The figures were released at a press briefing in Hanoi on May 17 by the international Business Software Alliance.
The alliance’s 2011 Global Software Piracy study showed the commercial value of the piracy was US$395 million, representing a 4 percent decrease in value from the previous year.
“The decrease in software piracy is testament to the great efforts of the Government,” said Tarun Sawney, alliance senior piracy director for the Asia-Pacific region.
“Admittedly, there is still much work to be done and Vietnam faces a stiff challenge in reducing the level of piracy to levels found in the region or the world-60 percent and 42 percent, respectively. However, I am confident that Vietnam is on the right track.”
He said the alliance worked closely with Government authorities in a Partnership in Protection of Software Copyright, which was established since 2008, to reduce software piracy rates.
Numerous education campaigns and software asset management seminars had been conducted for the business community, including IT retailers and educational institutions.
Government outreach and crackdown campaigns have also been the feature of initiatives conducted to drive down piracy rates.
To get statistics, Tarun Sawney said the alliance had to find how many new PCs were used each year and what software were they using and compared that with a survey on how much software was sold in Vietnam.
“In order to stimulate the use of legal software, we had to encourage the Government to conduct a public campaign that promotes respect for IP laws and deter piracy through implementation of stronger criminal and administrative sanctions,” said Tarun.
Ha Than, CEO of Lac Viet Computing Corp, said if 81 percent of consumers admitted they shoplifted-even rarely-authorities would react by increasing police patrols and penalties.

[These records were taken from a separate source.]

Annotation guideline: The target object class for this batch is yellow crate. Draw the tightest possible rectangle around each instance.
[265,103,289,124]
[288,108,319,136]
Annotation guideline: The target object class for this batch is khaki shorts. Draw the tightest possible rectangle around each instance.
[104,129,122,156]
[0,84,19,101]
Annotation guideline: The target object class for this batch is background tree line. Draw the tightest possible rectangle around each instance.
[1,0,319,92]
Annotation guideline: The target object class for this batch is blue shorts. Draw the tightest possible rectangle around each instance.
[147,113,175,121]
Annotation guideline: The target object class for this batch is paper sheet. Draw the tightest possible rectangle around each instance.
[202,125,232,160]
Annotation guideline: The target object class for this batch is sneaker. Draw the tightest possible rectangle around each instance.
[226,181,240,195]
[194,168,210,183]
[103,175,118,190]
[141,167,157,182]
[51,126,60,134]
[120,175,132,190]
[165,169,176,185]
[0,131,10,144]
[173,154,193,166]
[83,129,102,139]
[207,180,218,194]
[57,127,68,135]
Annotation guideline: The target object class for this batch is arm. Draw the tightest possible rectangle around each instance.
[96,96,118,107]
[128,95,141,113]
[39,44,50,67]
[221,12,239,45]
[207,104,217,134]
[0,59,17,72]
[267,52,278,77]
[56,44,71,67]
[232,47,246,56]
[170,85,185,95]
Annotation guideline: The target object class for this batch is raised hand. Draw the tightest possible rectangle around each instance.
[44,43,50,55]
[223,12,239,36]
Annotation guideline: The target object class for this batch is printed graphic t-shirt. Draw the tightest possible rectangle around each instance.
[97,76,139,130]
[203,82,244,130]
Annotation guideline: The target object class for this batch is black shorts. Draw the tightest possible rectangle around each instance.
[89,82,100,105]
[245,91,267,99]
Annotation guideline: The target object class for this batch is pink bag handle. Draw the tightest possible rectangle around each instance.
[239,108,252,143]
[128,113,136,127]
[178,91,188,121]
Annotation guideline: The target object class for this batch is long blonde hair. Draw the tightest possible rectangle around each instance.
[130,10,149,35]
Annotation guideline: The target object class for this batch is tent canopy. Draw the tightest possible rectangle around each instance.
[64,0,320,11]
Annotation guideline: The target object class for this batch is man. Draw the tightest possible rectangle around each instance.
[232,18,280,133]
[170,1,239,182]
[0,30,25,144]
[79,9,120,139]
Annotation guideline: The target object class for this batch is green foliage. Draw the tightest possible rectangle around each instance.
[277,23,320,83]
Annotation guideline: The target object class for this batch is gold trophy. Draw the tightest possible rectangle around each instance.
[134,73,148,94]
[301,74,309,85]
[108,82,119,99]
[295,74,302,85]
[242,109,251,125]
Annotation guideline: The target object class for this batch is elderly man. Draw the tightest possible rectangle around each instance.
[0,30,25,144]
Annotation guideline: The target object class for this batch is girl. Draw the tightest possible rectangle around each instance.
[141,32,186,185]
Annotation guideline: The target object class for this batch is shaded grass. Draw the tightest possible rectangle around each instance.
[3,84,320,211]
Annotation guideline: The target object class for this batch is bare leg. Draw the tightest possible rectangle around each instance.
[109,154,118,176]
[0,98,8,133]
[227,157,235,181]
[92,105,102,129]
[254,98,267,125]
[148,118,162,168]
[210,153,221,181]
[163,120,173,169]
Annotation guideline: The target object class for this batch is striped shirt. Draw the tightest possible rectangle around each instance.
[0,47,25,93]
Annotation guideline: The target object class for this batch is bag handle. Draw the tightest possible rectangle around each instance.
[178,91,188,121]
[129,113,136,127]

Software piracy demanded a similar response, concerted public education and vigorous law enforcement. Coming from the local software industry scene where they invested heavily into developing cutting-edge software solutions, they really needed all the help they could get from the Government to ensure a brighter future for themselves.
Some 36 percent of admitted software pirates in Asia-Pacific surveyed in the study, said they acquired software illegally “all of the time”, “most of the time”, or “occasionally”, while 27 percent said they “rarely” did so. The study also found that admitted software pirates in Asia-Pacific were predominantly male, with 32 percent aged between 18-24.

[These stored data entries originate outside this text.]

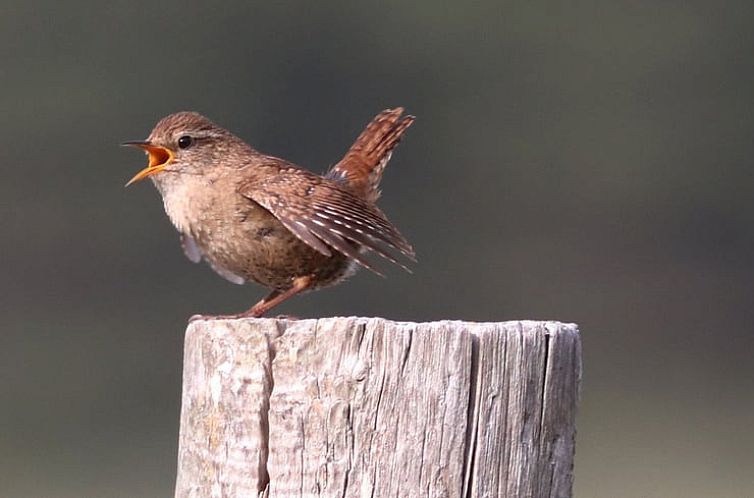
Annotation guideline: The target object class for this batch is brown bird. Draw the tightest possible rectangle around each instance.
[123,108,415,319]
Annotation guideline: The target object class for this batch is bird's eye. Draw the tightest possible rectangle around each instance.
[177,135,194,149]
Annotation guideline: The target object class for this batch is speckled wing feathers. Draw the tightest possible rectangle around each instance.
[238,168,414,275]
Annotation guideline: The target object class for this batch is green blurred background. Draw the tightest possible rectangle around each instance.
[2,1,753,497]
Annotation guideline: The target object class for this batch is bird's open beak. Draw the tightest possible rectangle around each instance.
[122,141,175,186]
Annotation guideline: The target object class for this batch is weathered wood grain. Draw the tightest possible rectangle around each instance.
[175,318,581,498]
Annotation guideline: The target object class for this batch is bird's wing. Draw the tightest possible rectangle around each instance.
[238,168,415,275]
[181,233,202,263]
[180,232,245,284]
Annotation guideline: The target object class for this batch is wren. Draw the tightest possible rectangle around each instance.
[123,108,415,319]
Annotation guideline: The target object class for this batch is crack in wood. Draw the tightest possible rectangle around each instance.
[462,331,480,498]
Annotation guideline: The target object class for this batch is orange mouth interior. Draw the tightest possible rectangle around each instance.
[147,147,172,168]
[125,144,174,186]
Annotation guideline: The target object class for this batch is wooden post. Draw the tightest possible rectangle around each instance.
[174,318,581,498]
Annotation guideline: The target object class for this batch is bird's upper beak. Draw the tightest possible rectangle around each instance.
[122,141,175,186]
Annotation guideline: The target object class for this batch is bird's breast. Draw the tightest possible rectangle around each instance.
[159,181,197,235]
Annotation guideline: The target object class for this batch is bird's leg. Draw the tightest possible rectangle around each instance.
[244,275,313,318]
[188,275,312,322]
[247,289,281,316]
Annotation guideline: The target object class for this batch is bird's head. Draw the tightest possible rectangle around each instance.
[123,111,244,187]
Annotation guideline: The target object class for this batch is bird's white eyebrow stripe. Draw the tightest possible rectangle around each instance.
[172,130,223,142]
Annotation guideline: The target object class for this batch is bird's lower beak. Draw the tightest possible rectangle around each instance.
[122,141,175,186]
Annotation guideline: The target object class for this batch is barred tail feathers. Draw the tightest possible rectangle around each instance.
[327,107,414,203]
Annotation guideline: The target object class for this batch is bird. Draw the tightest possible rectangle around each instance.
[123,108,415,319]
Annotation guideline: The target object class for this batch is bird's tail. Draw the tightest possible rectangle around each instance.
[326,107,414,203]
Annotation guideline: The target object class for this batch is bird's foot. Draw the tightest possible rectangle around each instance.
[188,312,261,323]
[188,312,300,323]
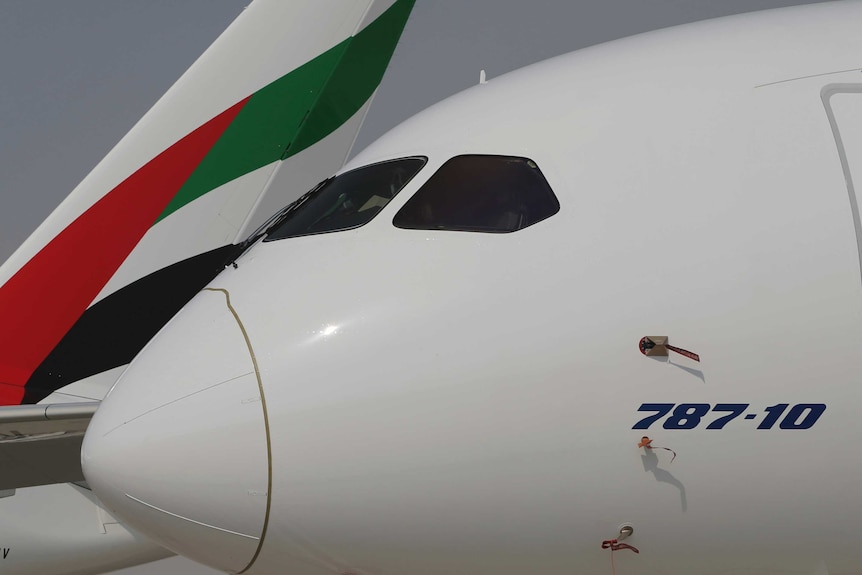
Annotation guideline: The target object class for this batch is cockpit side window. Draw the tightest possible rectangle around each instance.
[392,155,560,233]
[264,157,426,241]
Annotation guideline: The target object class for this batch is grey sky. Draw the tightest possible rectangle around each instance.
[0,1,829,573]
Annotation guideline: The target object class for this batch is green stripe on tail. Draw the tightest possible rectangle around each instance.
[157,0,415,223]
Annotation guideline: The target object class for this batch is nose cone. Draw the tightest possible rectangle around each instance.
[82,289,269,573]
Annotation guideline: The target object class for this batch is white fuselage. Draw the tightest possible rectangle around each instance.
[83,3,862,574]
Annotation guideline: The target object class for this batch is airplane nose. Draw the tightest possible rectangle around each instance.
[81,288,269,573]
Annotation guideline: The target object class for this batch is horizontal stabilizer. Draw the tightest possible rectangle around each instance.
[0,402,98,489]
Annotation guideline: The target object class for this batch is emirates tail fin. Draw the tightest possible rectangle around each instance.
[0,0,415,406]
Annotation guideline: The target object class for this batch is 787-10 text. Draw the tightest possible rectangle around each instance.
[632,403,826,430]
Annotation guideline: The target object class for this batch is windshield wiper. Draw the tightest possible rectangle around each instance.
[223,176,335,268]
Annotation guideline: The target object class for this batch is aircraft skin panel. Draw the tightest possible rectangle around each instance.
[84,289,270,573]
[83,3,862,574]
[0,0,416,406]
[0,483,172,575]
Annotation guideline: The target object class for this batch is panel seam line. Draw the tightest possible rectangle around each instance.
[124,493,259,540]
[203,287,273,573]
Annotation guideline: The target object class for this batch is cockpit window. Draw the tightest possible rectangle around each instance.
[264,157,426,241]
[393,155,560,233]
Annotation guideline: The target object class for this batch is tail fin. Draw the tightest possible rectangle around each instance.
[0,0,415,405]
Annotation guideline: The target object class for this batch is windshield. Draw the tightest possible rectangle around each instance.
[264,157,426,241]
[393,155,560,233]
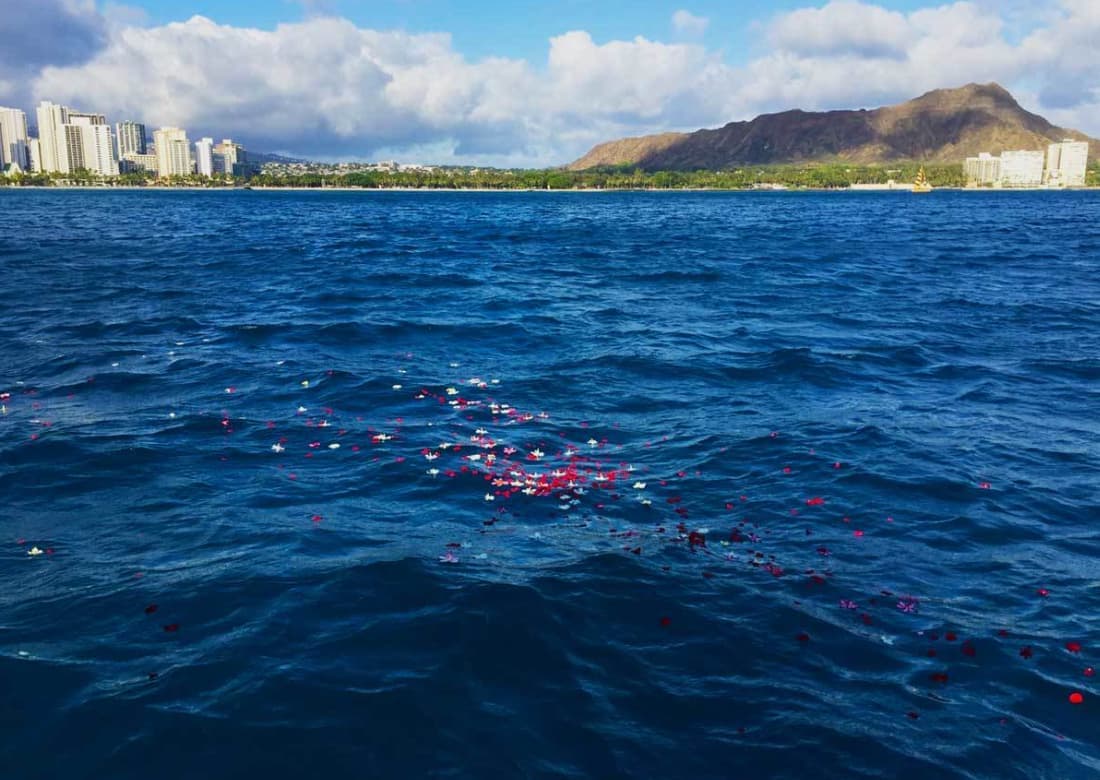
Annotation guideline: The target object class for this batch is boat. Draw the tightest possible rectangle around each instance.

Alliance president and CEO Robert Holleyman said software piracy was a drain on the global economy, IT innovation and job creation. Governments must take steps to modernize their intellectual property laws and expand enforcement efforts to ensure those who pirated software face real consequences, he said.
He also said the global commercial value of pirated software climbed from US$58.8 billion in 2010 to US$63.4 billion in 2011.
Globally, the study found that piracy rates in emerging markets towered over those in mature markets-68 percent to 24 percent, respectively, on average-and emerging markets accounted for an overwhelming majority of the global increase in the commercial value of software theft, Holleyman said.